Değerli basın mensubu arkadaşlarım, saygıdeğer eğitim çalışanları ve kıymetli vatandaşlarımız. Bugün yaptığımız iş bırakma eylemine ve basın açıklamamıza hoş geldiniz, sefalar getirdiniz.

 Bugün Türk Eğitim-sen, Eğitim-sen ve Eğitim-iş ile birlikte yaptığımız iş bırakma eyleminde bize destek veren MHP Samsun milletvekili Cemalettin ŞİMŞEK`e, MHP, CHP ve BBP ilçe başkanlarına ve teşkilatlarına teşekkür ediyor hoş geldiniz diyoruz.

24 Eylül tarihinde öğretmenler derse girmeyecek, eğitim çalışanları okullarda olmayacak, ziller çalmayacak.

Yandaş yönetici atamalarına hayır demek için,

Sendikalarımızın nöbet ücretleri ile ilgili 6 saat ek ders talebinin yerine getirilmesi için,

Eğitim çalışanlarının ekonomik ve sosyal hakları için,

İlk defa alamadığımız enflasyon farkı için,

Üniversite çalışanlarının ekonomik ve sosyal hakları için,

4/C`lilerin kadroya alınması için,

Taşeronlaşmaya karşı durmak için,

Akademik zam sözünün yerine getirilmesi için,

Öğretmenlerin ve diğer eğitim çalışanlarının kaybettiği itibarları için,

Nitelikli ve demokratik bir eğitim için, bugün alanlardayız!  

Bizlerin yönetici kıyımı ile ilgili mücadelesi aylardır sürdürmektedir.

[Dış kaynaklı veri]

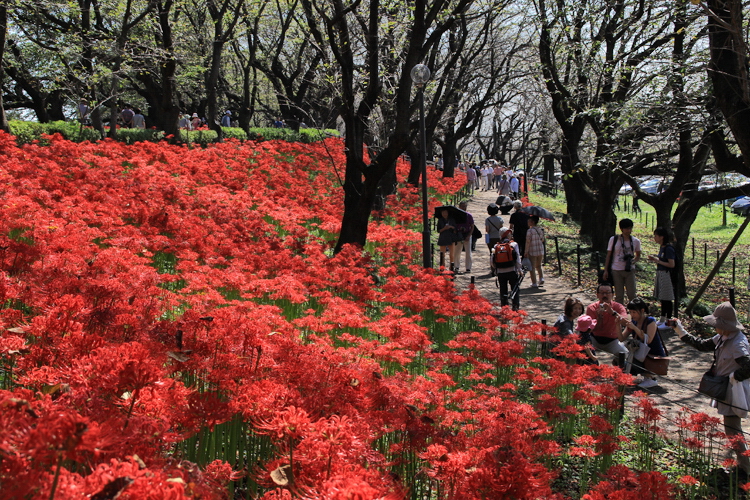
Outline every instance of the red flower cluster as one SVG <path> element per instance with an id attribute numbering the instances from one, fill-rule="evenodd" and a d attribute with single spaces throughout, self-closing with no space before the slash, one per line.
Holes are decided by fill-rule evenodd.
<path id="1" fill-rule="evenodd" d="M 556 422 L 617 407 L 621 372 L 527 361 L 539 325 L 421 269 L 415 189 L 331 256 L 338 140 L 0 157 L 4 498 L 555 498 Z"/>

Sözde paralel yapıyı tasfiye etmek için okul müdürlerinden, müdür yardımcılarına ve müdür başyardımcılarına, il milli eğitim müdürlerinden ilçe milli eğitim müdürlerine, il milli eğitim müdür yardımcılarından MEB`de üst düzey yöneticilere kadar MEB`de neredeyse yönetici bırakmadılar. Adeta yönetici soykırımı yaptılar.

Çalışkan, başarılı, ödüllü, okulunu zirveye taşıyan okul müdürlerine sözde değerlendirmelerde düşük puanlar verilerek, onları görevlerinden aldılar ve küstürdüler. Bu kıyım furyasından süreç içerisinde toplamda 76 bin yönetici doğrudan etkilenecektir.

 Bu kıyım, okullarda 4 yılını dolduran müdürlerle başladı, ilk defa ve yeniden müdür görevlendirmeleriyle son bulacak. Görev süresi uzatılacak müdürler belirlenirken, okul müdürlerine kendilerini hiç tanımayan görevinde vekâleten bulunan ilçe milli eğitim müdürleri ve sadece 2-3 aydır görevlerinde olan şube müdürleri tarafından düşük puanlar verildi. Mesai arkadaşları tarafından tam puan alan müdürlere, MEB yetkilileri tarafından düşük puanlar verilerek, onların görev süreleri uzatılmadı. MEB yetkilileri bu puanları sipariş listeler aracılığıyla verdi. Kısacası AKP ilçe teşkilatları ile el ele veren malum sendika; torpili, adam kayırmayı layıkıyla yerine getirdi. Üstelik puanlamalarda öyle trajikomik olaylar da yaşandı ki; ölen insanlara 100 puan verdiler, belediye başkan yardımcısına, kurum değiştirenlere, emekli olanlara 75 ve üzerinde puan verdiler, hatta geçici ilçe müdürleri bile kendilerine 100 tam puan verdi.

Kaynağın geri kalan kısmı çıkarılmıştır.